Wenn ihr einen wisst, nennt den und gut. 
Da brauchts man keinen Glaubenskrieg dazu ausrufen.


----------



## marius_ (14. Mai 2013)

Meint ihr denn, dass der Händler am Service nichts verdient? Ich würde mich als Händler doch über jeden Service freuen, bei hoher Auslastung halt entsprechend Termine machen. Ob man dann ggf. so lange wartet oder sich doch selbst versucht ist dann die eigene Entscheidung. Für den Händler ist es doch am besten, wenn seine Werkstatt neben dem normalen Verkaufsgeschäft möglichst ständig was zu tun hat!?

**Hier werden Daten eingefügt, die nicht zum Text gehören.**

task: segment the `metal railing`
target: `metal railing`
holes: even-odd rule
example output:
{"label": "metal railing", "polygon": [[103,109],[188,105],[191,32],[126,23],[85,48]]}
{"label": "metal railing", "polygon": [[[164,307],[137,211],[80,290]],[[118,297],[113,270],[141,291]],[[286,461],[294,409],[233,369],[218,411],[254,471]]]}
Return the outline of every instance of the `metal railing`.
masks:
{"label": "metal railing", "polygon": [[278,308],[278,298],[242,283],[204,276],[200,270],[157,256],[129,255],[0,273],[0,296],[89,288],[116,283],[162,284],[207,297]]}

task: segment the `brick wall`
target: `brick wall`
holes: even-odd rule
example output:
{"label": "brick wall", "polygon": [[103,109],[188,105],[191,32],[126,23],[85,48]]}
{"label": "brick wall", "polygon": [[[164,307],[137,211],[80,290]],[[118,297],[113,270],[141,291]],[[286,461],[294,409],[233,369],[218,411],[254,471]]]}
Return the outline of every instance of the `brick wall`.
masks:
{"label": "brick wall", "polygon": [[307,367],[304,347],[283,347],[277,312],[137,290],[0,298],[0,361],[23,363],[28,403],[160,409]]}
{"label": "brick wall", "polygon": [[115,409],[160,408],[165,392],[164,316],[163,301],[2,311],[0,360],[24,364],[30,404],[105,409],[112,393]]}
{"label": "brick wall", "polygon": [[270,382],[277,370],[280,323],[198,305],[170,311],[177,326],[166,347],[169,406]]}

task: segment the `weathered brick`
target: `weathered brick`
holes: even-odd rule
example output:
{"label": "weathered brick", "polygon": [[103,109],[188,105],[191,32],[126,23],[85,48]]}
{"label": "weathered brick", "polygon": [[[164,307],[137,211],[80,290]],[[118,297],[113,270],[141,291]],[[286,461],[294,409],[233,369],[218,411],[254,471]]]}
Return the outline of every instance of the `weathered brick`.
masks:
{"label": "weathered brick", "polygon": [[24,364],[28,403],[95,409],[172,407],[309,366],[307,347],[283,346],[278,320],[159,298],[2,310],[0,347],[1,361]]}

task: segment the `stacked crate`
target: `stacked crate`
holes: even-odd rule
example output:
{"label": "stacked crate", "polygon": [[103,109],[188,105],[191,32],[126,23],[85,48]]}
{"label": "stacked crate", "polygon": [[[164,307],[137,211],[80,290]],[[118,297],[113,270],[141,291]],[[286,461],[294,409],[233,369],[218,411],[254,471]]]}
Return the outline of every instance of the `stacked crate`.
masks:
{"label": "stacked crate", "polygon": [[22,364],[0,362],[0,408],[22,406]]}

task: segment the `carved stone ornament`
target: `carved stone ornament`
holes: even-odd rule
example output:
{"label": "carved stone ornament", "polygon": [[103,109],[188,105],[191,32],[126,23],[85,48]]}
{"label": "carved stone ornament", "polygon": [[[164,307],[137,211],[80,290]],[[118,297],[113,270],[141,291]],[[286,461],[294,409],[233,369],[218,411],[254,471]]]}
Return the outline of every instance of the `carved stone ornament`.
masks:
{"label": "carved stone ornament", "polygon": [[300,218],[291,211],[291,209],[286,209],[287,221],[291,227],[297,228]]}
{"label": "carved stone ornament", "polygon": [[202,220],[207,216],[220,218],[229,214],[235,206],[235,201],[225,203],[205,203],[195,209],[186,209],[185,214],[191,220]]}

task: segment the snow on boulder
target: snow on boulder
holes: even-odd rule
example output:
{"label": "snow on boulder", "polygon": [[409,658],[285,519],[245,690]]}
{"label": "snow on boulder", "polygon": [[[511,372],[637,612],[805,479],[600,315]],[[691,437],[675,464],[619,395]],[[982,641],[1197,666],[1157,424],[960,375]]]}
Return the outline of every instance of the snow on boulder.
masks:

Es ist ja nicht so, dass die Händler nur über die Marge verdienen und die Services nachher zum Selbstkostenpreis anbieten. Warum Versender-Käufer so abgewiesen werden erschließt sich mir nicht. Man hat ja schließlich auch keine Beratung oder Gratis-(Erst-)Services o.ä. in Anspruch genommen.

Andere Sache: Was wenn ich mein Rad im Laden X kaufe, umziehe und dann im anderen Laden am neuen Wohnort warten lassen möchte? Muss ich immer in die alte Heimat für nen Service? Völlig unlogisch.

Und wenn *DarkGreen *hier von seiner Schadenfreude erzählt, so darf ich sagen, dass ich (und viele Versender-Käufer sicherlich auch) mich auch übelst freue, dass ich im Versand ein besser ausgestattetes Rad zum besseren Preis bekommen habe... Von daher ist man also quitt würde ich sagen. 

Warum Händler einen Service für Versender-Bikes ablehnen, begründet dies aber nicht. Man könnte meinen, sie verdienen zuviel am eh schon laufenden Geschäft. Der einzige Grund der mir jetzt spontan einfällt wäre, dass man Kunden, die auch im eigenen Laden das Rad gekauft haben vorzieht bei der Terminvergabe. Das wäre dann halt der Versender-Nachteil (den auch alle zu spüren bekommen würden, die ihr Rad z.B. am alten Wohnort gekauft haben), mit dem man aber leben könnte.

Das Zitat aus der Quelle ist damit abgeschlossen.